Step 8: List of Wrongs
Between the 4th and 6th steps there’s been a lot of focus on the negative things that we’ve said or done and why. However, the focus has been on being able to expose to ourselves our true nature and that the true nature isn’t bad – it’s just done some bad things or made some bad choices. We’ve focused on integrating into the human condition and accepting that we’re all broken. Step 8 asks us to focus our thoughts differently. Instead of making it all about us – it’s all about what we’ve done to others.
The list of wrongs is designed to be sorted by person and is about what we’ve done to them – not what they may or may not have done to us. While it’s all too tempting to focus on what they did to provoke us, this step calls for us to own our part in the situation.
Step 9: Make Amends
If you’ve wronged someone, and there is a way to make amends to them in a way that isn’t harmful to them, step 9 calls us towards that action. The sticky part here – beyond the desire to run away and hide rather than apologize and make amends – is the bit about as long it won’t harm them.

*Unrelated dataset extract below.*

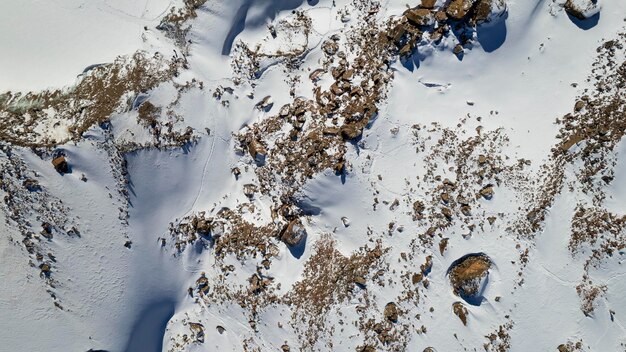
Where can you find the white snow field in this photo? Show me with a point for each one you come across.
(517, 76)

There are also cases where it’s no longer possible. Consider someone who has died or someone you’ve lost touch with. In those cases, you can find alternative ways to relieve your burden of the wrong by writing them a letter and burning it, or whatever means you feel like is a way for you to let go. (If you’re struggling with a death take a look at On Death and Dying and Top Five Regrets of the Dying.)

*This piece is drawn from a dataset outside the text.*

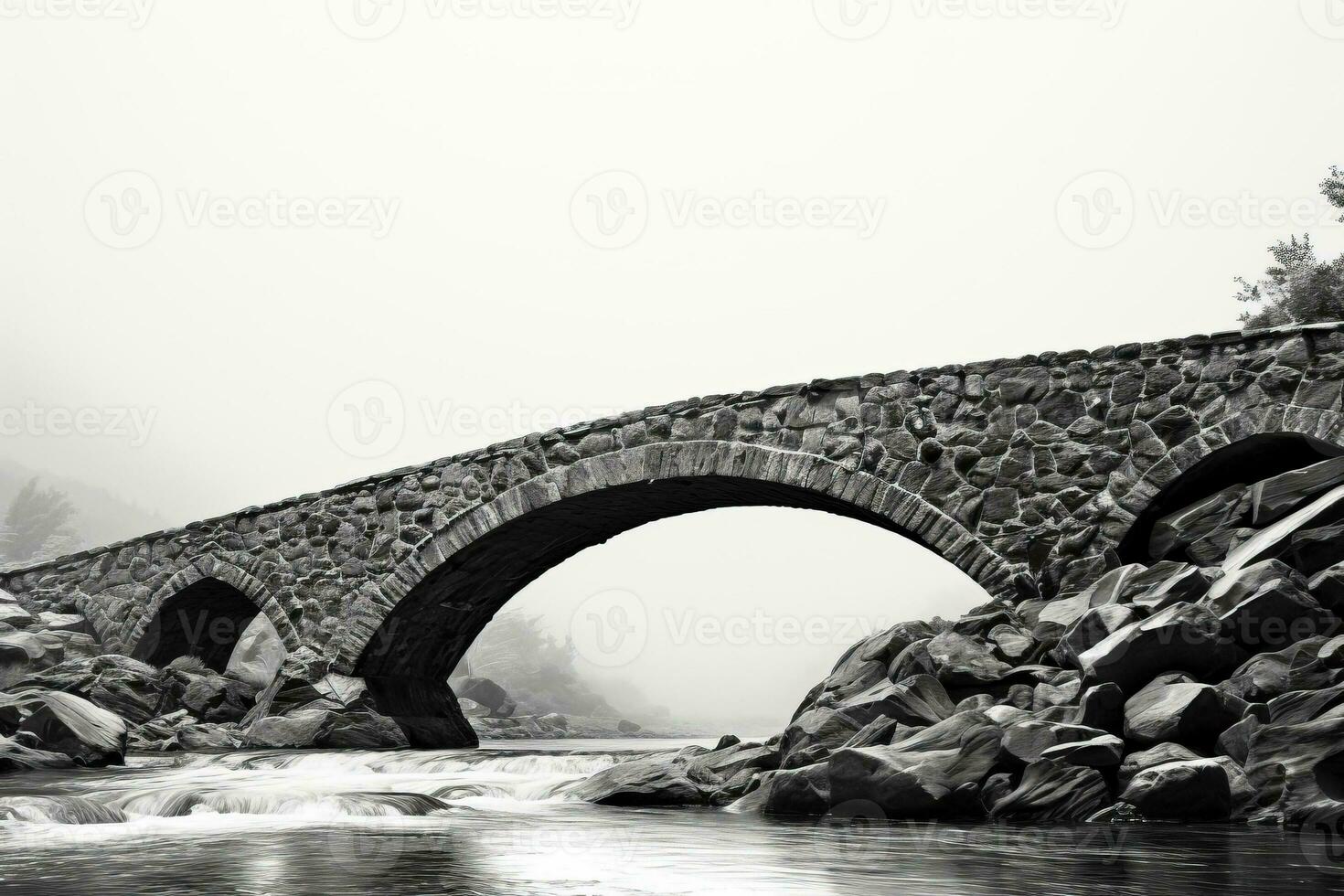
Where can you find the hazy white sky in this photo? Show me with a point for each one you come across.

For those whom making an amends would cause harm, you can use the same strategy. You can relieve yourself of the burden for now – and if the time ever comes that you need to address it because the circumstances have changed, you’ll be well prepared.
Step 10: Daily Inventory
Once you’ve gotten thus far, you’ve relieved yourself of the poison that you’ve built up, and now it’s important to create a pattern of living that doesn’t allow the poison to build. There will still be relapses and bad days, but the point of the final three steps – particularly step 10 – is to ensure that these incidents don’t create a change in direction in your life.
The idea is that every day you evaluate your day in the context of the wrongs you’ve done, the character defects that have revealed themselves, and the people to whom you need to make amends. By practicing this daily, there is no need for the massive efforts that took place in steps 4, 6, and 8.
Step 11: Conscious Contact
Whether you call it being centered, connected with nature, a commune with God, or anything else, there’s something to being a part of instead of apart from. Steps 1, 2, and 3 led you to getting connected to a higher power – whatever that is. Step 11 reminds you to stay connected.
Step 12: Take it To the Masses
Step 12 is the give-back step. It’s about helping others who were in the same spot as you to find their way back into connection with others. In the context of Brand’s story, it might be writing a book on Recovery. For others, it may be as simple as offering to help people when they’re struggling with addiction.